# Общий раздел > Новости, факты и мнения > Новости Беларуси >  Ограничения по вывозу товаров из страны

## JAHolper

С сегодняшнего дня вводят ограничение по вывозу топлива за пределы страны. Вывозить без декларирования и уплаты таможенных сборов можно будет не чаще одного раза в пять дней. В общих чертах, за бензин надо будет заплатить разницу его стоимости в Беларуси и соседствующей стране.

Сообщается что принимаются меры и по ограничению на вывоз других социально значимых товаров.

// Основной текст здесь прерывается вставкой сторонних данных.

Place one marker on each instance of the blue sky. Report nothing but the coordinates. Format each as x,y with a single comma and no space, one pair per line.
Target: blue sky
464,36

При этом всё пытаются уместить в рамки договорённостей с другими странами, ссылаясь на временные проблемы в стране. Смешные. =)

----------


## SDS

*admin*, 
Мне не смешно, какая - ни какая, а защита потребительского рынка.

----------


## JAHolper

Защита?  Больше похоже на беспорядочные инстинкты самосохранения. Говорят: "После драки кулаками не машут". Так вот, драка уже была, теперь разгребаем.

----------


## SDS

*admin*, 
В избиркоме процентов можно добавить, а мозгов - чем добавишь?
Переругался с Россией - Евросоюз кредит дал.
Переругался С Евросоюзом - Россия бабок подогнала.
Видать договорились те меж собой, что невыгоден им такой лохотрон, перестали давать.
"Выкрутимся" - сказал учредитель лохотрона, остаётся пока надеятся.
Может, всё - таки, нефть из Казахстана окажется дешевше, чем из Венесуэлы.

----------


## vova230

Дебилы. Чем больше вывезут, тем больше валюты в страну придет. Чай не за тугрики продается, а за твердую валюту.

----------


## .29

> Дебилы. Чем больше вывезут, тем больше валюты в страну придет. Чай не за тугрики продается, а за твердую валюту.


Не такие они и дебилы.
Вывезут в любом случае... Или официально на экспорт (валюта в казну), или в багажнике/баке беленького фольксвагена какого-нибудь (валюта под матрас + на черный рынок). 
Экспортерам сказано обеспечить наличие товара на внутреннем рынке, при этом цены также ограничиваюся, поэтому они не могут извлечь всей выгоды от сложившегося положения.
Но поставлять товары только на внутренний рынок ради того, чтоб его все равно вывозило население, никто не захочет.

----------


## JAHolper

С завтрашнего дня (12 июня) при вывозе свинины и мяса птицы, сычужных сыров (норма вывоза - 2 кг), табачных изделий белорусского производства (2 пачки), сахара, муки, масла животного (1 кг), мясных и молочных консервов (5 банок) необходимо оплачивать специальные сборы, которые зачисляются в республиканский бюджет. Сумма оплаты составляет двукратную среднюю стоимость перечисленных товаров. Оплачивать необходимо будет до вывоза, а на границе будут лишь контролировать наличие оплаты. Либо на границе, при наличии там отделений банков.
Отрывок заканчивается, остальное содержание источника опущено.